Once the youngest player in U.S. Open history, Tadd Fujikawa became one of the first male professional golfers to come out as gay when he made the announcement this week in a social media post.
Fujikawa wrote on Instagram that he deliberately timed his announcement with world suicide prevention day, noting that he "spent way too long pretending, hiding and hating who I was."
"I've been back and forth for a while about opening up about my sexuality," Fujikawa wrote. "I thought that I didn't need to come out because it doesn't matter if anyone knows. But I remember how much other's stories have helped me in my darkest times to have hope."
Fujikawa burst onto the scene in 2006, when he qualified for the U.S. Open at age 15. The following January he became the second-youngest player ever to make a PGA Tour cut, ultimately finishing T-20 at the Sony Open in his native Hawaii.

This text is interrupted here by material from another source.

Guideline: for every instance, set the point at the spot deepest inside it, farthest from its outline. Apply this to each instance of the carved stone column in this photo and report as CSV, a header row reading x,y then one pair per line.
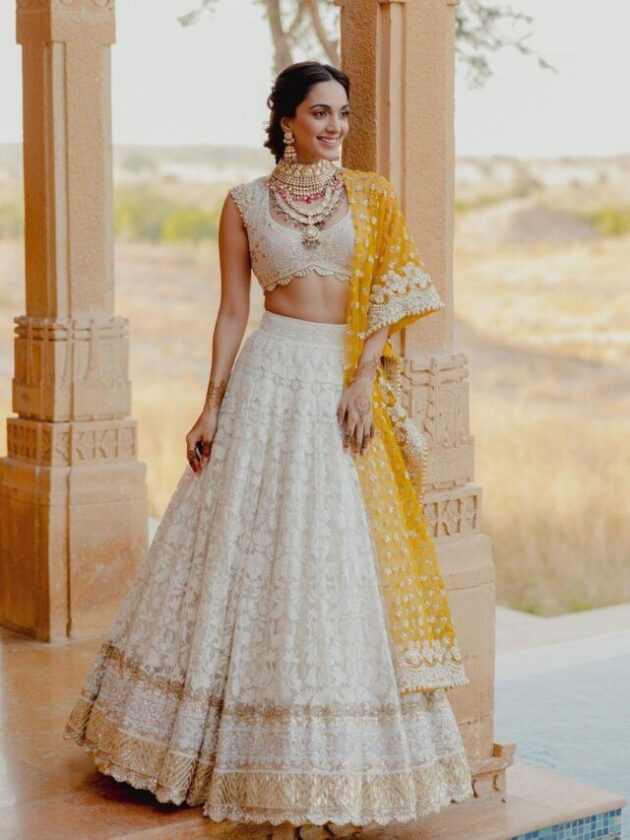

He turned pro in the summer of 2007 at age 16, but Fujikawa struggled to find his footing on the professional stage. He has made 14 career PGA Tour starts, last making a cut at the 2012 Sony Open, and played last summer on the Mackenzie Tour in Canada.
Now 27, Fujikawa wrote that he has "struggled with my mental health for many years" but hopes that by coming out he can serve as an inspiration for others in the LGBTQ community.
"Although it's a lot more accepted in our society today, we still see children, teens, and adults being ridiculed and discriminated against for being the way we are. Some have even taken their lives because of it," he wrote. "As long as those things are still happening, I will continue to do my best to bring more awareness to this issue and to fight for equality."